If we want to add a custom property or method to the window object, we can just add the property based on its interface.

declare global { interface Window { MyNamespace: any; }}Copy the code

In general, TS is known to be type-compatible rather than type-name matching, so I usually use type when I don’t need to use object-oriented scenarios or when I don’t need to change the global type.

Q: Whether the any type is allowed

A: To tell you the truth, I liked to use any when I first started to use TS. After all, people are transitioning from JS and are not fully comfortable with this method of code development, which affects the efficiency. Therefore, I used any more often, either out of laziness or because I can’t find A proper definition.
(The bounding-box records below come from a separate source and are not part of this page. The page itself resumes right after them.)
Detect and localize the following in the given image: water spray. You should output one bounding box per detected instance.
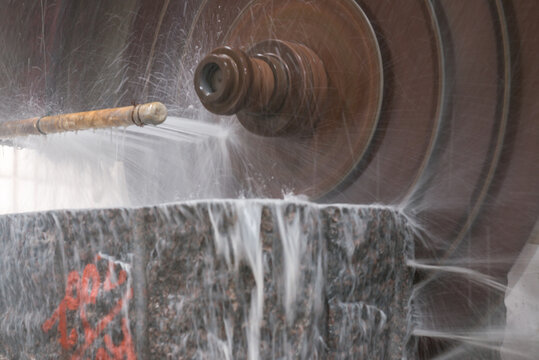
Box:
[0,102,167,139]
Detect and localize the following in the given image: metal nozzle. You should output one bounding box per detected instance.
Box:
[0,102,167,139]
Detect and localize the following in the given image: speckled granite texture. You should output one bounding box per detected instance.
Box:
[0,200,414,359]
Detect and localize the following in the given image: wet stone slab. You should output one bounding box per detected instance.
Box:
[0,200,414,359]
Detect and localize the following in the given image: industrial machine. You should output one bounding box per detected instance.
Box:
[0,0,539,357]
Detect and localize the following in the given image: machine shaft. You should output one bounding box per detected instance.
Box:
[0,102,167,139]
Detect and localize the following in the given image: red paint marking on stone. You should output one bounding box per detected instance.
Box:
[42,255,136,360]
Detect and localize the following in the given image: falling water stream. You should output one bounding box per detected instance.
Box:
[0,0,539,360]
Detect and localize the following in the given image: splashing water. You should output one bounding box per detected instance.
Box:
[0,0,539,359]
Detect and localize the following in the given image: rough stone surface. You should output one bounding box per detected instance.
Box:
[0,200,413,359]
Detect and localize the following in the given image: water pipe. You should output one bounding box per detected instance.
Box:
[0,102,167,139]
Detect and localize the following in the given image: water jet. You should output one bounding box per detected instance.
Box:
[0,0,539,359]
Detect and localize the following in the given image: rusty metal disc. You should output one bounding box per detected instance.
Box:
[185,0,383,198]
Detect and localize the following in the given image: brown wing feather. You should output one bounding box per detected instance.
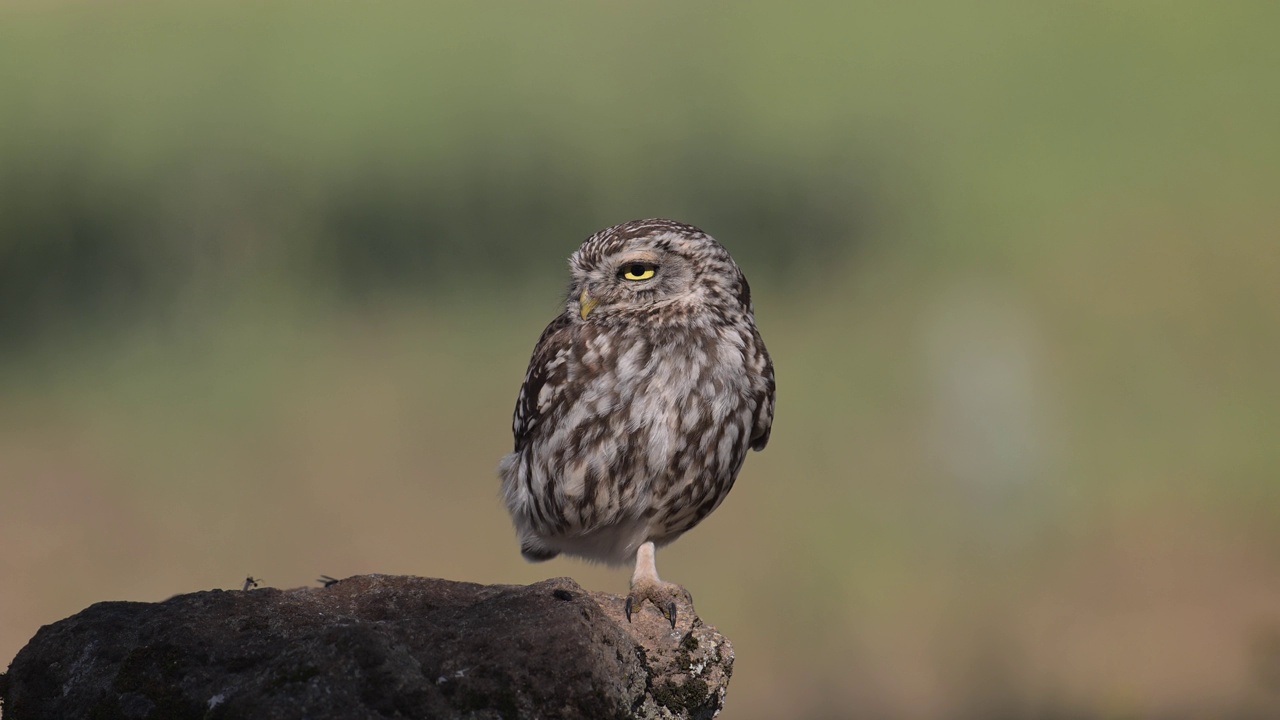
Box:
[511,314,571,452]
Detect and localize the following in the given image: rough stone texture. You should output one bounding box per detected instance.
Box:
[0,575,733,720]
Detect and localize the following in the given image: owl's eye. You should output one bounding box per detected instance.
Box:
[618,263,658,281]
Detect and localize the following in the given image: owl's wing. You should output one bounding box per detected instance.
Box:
[511,314,572,452]
[751,332,774,451]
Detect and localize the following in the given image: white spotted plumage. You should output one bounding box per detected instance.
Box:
[499,219,774,618]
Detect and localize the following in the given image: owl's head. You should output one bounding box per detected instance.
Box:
[567,218,751,322]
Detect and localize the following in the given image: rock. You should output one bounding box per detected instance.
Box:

With the increase of use time and the deepening of the understanding of TS learning, the bonus of type definition brought by TS is gradually inseparable. I don’t want any to appear in the code, and all types have to find the corresponding definition one by one. Even I have lost the courage to write JS naked.

This is a question that has no right answer. It is always a matter of finding the right balance between efficiency and time, etc. However, I recommend using TS. As front-end engineering evolves and becomes more important, a strongly typed language must be one of the most reliable guarantees of multi-person collaboration and robust code. It is a general consensus in the front-end industry to use TS more and use ANY less.

Q: How to place type definition files (.d.ts)

A: There doesn’t seem to be A uniform standard in the industry. My thoughts are as follows:

  • A temporary type, defined directly at use

If you write an internal Helper for a component, the incoming and outgoing parameters of the function are only for internal use and there is no possibility of reuse. You can directly define the function when you define it.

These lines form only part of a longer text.